Using the results of TNM and G above, oncologists then assign a stage

Stage 0: The cancer is found only in the innermost layer of cells lining the esophagus (Tis, N0, M0). This is also known as carcinoma in situ

Stage I: This stage can be broken down into stage IA and IB.

  • Stage IA: The tumor involves only the innermost layers of tissue (T1, N0, M0, G1).
  • Stage IB: There are two situations in which a tumor could be stage IB. One is similar to stage IA, except the cells are more abnormal appearing (T1, N0, M0, G2 to G3). In the other, the tumor is in the lower esophagus and has spread beyond the first layers of tissue (T2 or T3, N0, M0, G1).

Stage II: Depending on where cancer has spread, stage II esophageal cancer is divided into stage IIA and stage IIB.

  • Stage IIA: There are two basic situations that comprise stage IIA. The tumor may involve the upper or middle part of the esophagus and be T2 or T3 and G1 (but N0 and M0), or the tumor may involve the lower part of the esophagus and be T2 or T3 and G2 or G3, but there is no evidence of lymph node involvement or metastases (N0, M0).
  • Stage IIB: In stage IIB there are also two basic situations. In one, the tumor involves the upper or middle part of the esophagus, but unlike stage IIA, the cells are less differentiated (G2 or G3). Or, the cancer is only in the innermost layers (T1 or T2) but has spread to one or two lymph nodes (N1). There are no metastases.

Stage III: There are three substages of stage III.

  • Stage IIIA: This stage has three possibilities. The tumor may involve the inner layers of cells and three to six lymph nodes (T1 to T2, N2, M0, any G). Alternatively, the tumor may have spread to the outer layer of tissue, but only one to two lymph nodes (T3, N1, M0, any G). Finally, the tumor may have spread to nearby tissue, but no lymph nodes (T4a, N0, M0, any G).
  • Stage IIIB: The cancer has spread to the outer layers of the esophagus, as well as three to six lymph nodes (T3, N2, M0, any G).
  • Stage IIIC: There are three possibilities for this stage as well. The tumor may have spread to nearby tissue, but six or fewer lymph nodes (T4a, N1 or N2, M0, any G). Or, the tumor has spread to nearby tissue such as the aorta, a vertebral body, or the trachea, such that it can't be removed with surgery (T4b, any N, M0, any G). Finally, the tumor has spread to seven or more lymph nodes, but not to distant regions of the body (any T, N3, M0, any G).

Stage IV: The tumor has spread to a distant region of the body (any T, any N, M1, any G).

Screening

Cancer screening tests are those that are done on people who do not have any symptoms of a disease. (If symptoms are present, diagnostic tests are performed.) At present, there is no screening test for esophageal cancer that's available to the general public.

Since the risk of esophageal cancer is elevated in people with Barrett's esophagus, some physicians have recommended periodic screening with endoscopy.

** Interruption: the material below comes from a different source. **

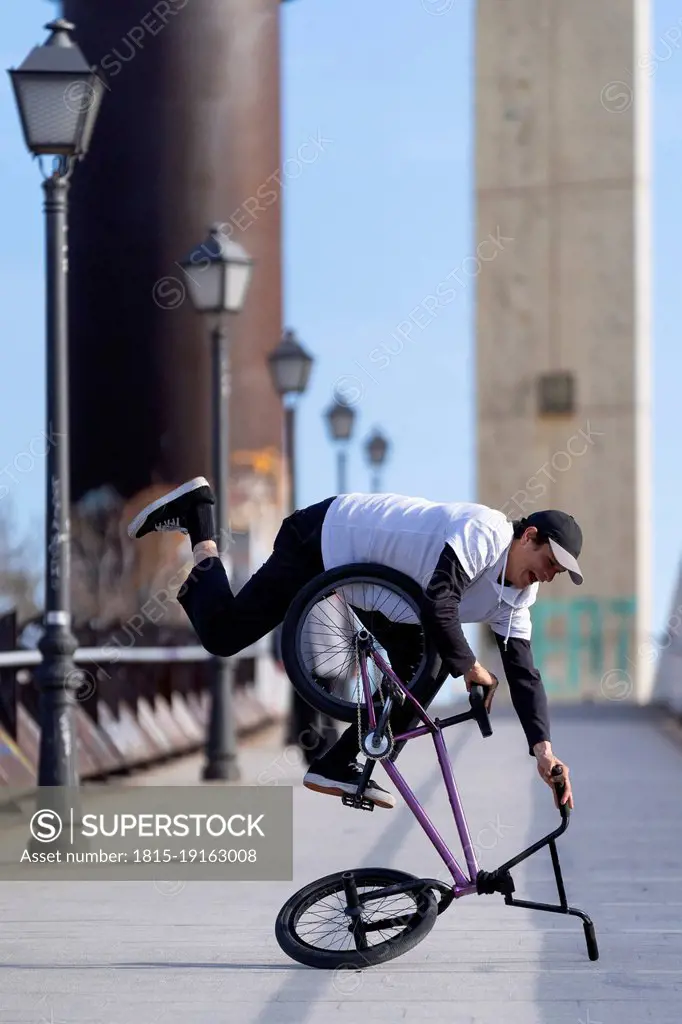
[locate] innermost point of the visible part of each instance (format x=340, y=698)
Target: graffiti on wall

The thought behind this is that finding dysplasia (abnormal cells), especially catching severe cases early, could allow for treatments to remove the abnormal cells in the precancerous stage.

That said, thus far, there is minimal to no evidence that this screening reduces the death rate from esophageal cancer. At the same time, screening has the potential for harm, such as bleeding, esophageal perforation, or other problems. There's hope that the future will bring evidence that will help determine if screening high-risk people is advisable.

Sources:

American Society of Clinical Oncology. Esophageal Cancer: Diagnosis. Updated 12/2016.

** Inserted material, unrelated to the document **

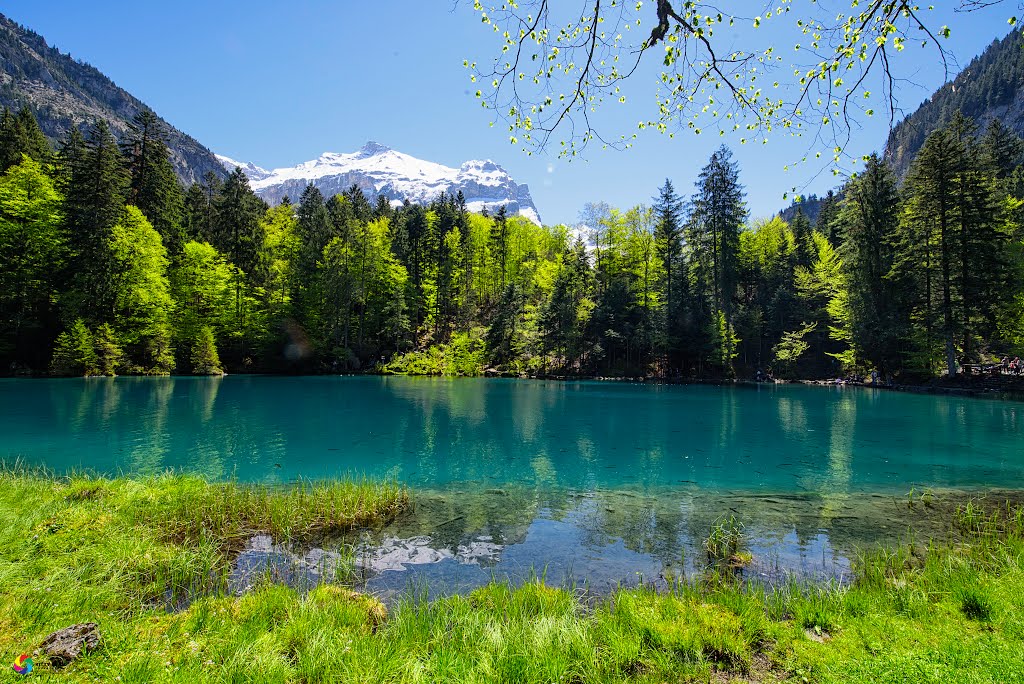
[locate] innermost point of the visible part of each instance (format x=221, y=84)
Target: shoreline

Bast, R., Croce, C., Hait, W. et al. Holland-Frei Cancer Medicine. Wiley Blackwell, 2017.

National Cancer Institute. Esophageal Cancer Screening (PDQ)—Health Professional Version. Updated 04/06/18.

Rice, T., Patil, D., Blackstone, E. et al. 8th Edition AJCC/UICC Staging of Cancers of the Esophagus and Esophagogastric Junction: Application to Clinical Practice. Annals of Cardiothoracic Surgery. 2017. 6(2):119-130.